01/07/2024 Les premiers résultats provenant du télescope européen Euclid

Extraits d’un article en anglais de The Conversation que nous remercions
Auteur Henk Hoekstra
Professor in observational cosmology, Leiden University

Le 1er juillet 2023, Euclid, un télescope spatial européen unique en son genre, a été lancé depuis Cap Canaveral, aux États-Unis. Après un lancement parfait, Euclid est rapidement arrivé sur l’orbite prévue, à environ 1,5 million de kilomètres de la Terre. De ce point d’observation lointain, il a commencé à envoyer des images qui couvriront près d’un tiers du ciel d’ici la fin de la décennie.

Un premier objectif sera d’essayer de comprendre la « matière noire », une nouvelle forme de matière qui n’est pas expliquée par le modèle standard de la physique des particules L’attraction gravitationnelle de toute cette matière devrait ralentir l’expansion de l’Univers, mais il y a environ 25 ans il est apparu que cette expansion s’accélérait. A ce jour, il n’existe aucune explication physique valable à ce phénomène que l’on nomme « énergie noire ». Réunies, la matière et l’énergie noires constituent 95 % de l’Univers, mais nous ne comprenons pas leur nature.

Ce que nous savons, c’est que les deux composantes de la matière noire influencent la façon dont les grandes structures peuvent se former. La gravité de la matière noire contribue à rassembler la matière pour former des galaxies ou même des objets plus importants . À l’inverse, l’énergie noire pousse les objets à s’écarter les uns des autres, s’opposant ainsi à l’attraction gravitationnelle. L’équilibre entre les deux évolue au fur et à mesure de l’expansion de l’univers, l’énergie noire devenant de plus en plus dominante.

Les détails dépendent de la nature de ces composantes noires, et comparer les observations avec nos différentes théories permet d’identifier celles qui correspondent le mieux. C’est la principale raison pour laquelle Euclid a été lancé. Il permettra de cartographier la répartition de la matière et son évolution dans le temps. Ces mesures peuvent fournir les indications nécessaires pour mieux comprendre la face cachée de l’univers.

Mais comment étudier la distribution de la matière si la majeure partie de celle-ci est de la matière noire invisible ? Heureusement, la théorie de la relativité générale d’Einstein nous apprend que la matière courbe l’espace qui l’entoure. Les amas de matière noire révèlent leur présence en déformant l’apparence des galaxies plus éloignées, tout comme les vagues à la surface d’une piscine déforment le motif des carreaux du fond.

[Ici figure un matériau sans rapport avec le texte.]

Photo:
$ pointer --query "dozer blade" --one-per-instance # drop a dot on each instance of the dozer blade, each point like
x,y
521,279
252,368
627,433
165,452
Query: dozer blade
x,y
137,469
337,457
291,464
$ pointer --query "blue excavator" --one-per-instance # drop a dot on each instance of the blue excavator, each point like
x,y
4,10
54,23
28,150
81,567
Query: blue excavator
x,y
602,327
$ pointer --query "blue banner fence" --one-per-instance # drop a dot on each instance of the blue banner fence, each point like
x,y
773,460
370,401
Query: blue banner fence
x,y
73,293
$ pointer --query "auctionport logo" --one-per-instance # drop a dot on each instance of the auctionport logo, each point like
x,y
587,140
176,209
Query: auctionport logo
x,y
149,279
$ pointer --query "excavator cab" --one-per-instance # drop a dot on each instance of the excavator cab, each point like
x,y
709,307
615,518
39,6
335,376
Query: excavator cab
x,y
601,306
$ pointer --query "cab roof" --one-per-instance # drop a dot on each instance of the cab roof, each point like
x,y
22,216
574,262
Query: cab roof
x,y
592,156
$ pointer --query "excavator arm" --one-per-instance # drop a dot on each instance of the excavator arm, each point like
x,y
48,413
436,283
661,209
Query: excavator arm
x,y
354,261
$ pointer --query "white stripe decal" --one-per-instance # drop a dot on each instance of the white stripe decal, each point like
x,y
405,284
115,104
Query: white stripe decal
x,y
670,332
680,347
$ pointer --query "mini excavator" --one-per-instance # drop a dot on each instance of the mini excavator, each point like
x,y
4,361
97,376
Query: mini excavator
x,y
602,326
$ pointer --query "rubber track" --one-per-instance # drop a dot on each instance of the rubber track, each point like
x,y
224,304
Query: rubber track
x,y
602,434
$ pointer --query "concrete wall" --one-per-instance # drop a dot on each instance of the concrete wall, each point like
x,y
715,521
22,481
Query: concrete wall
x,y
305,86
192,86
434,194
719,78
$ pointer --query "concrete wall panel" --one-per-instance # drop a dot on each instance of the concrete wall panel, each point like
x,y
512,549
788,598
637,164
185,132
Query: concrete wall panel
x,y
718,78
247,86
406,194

La courbure des rayons lumineux par la matière est appelée « lentille gravitationnelle ». Dans de rares cas, la courbure est si forte que plusieurs images de la même galaxie peuvent être observées. La plupart du temps, cependant, l’effet est plus subtil, modifiant légèrement la forme des galaxies éloignées. Néanmoins, si nous faisons la moyenne des mesures pour un grand nombre de galaxies, nous pouvons découvrir des motifs dans leurs orientations qui ont été influencés par la distribution de matière, à la fois classique et noire, intercalée entre ces galaxies et le télescope.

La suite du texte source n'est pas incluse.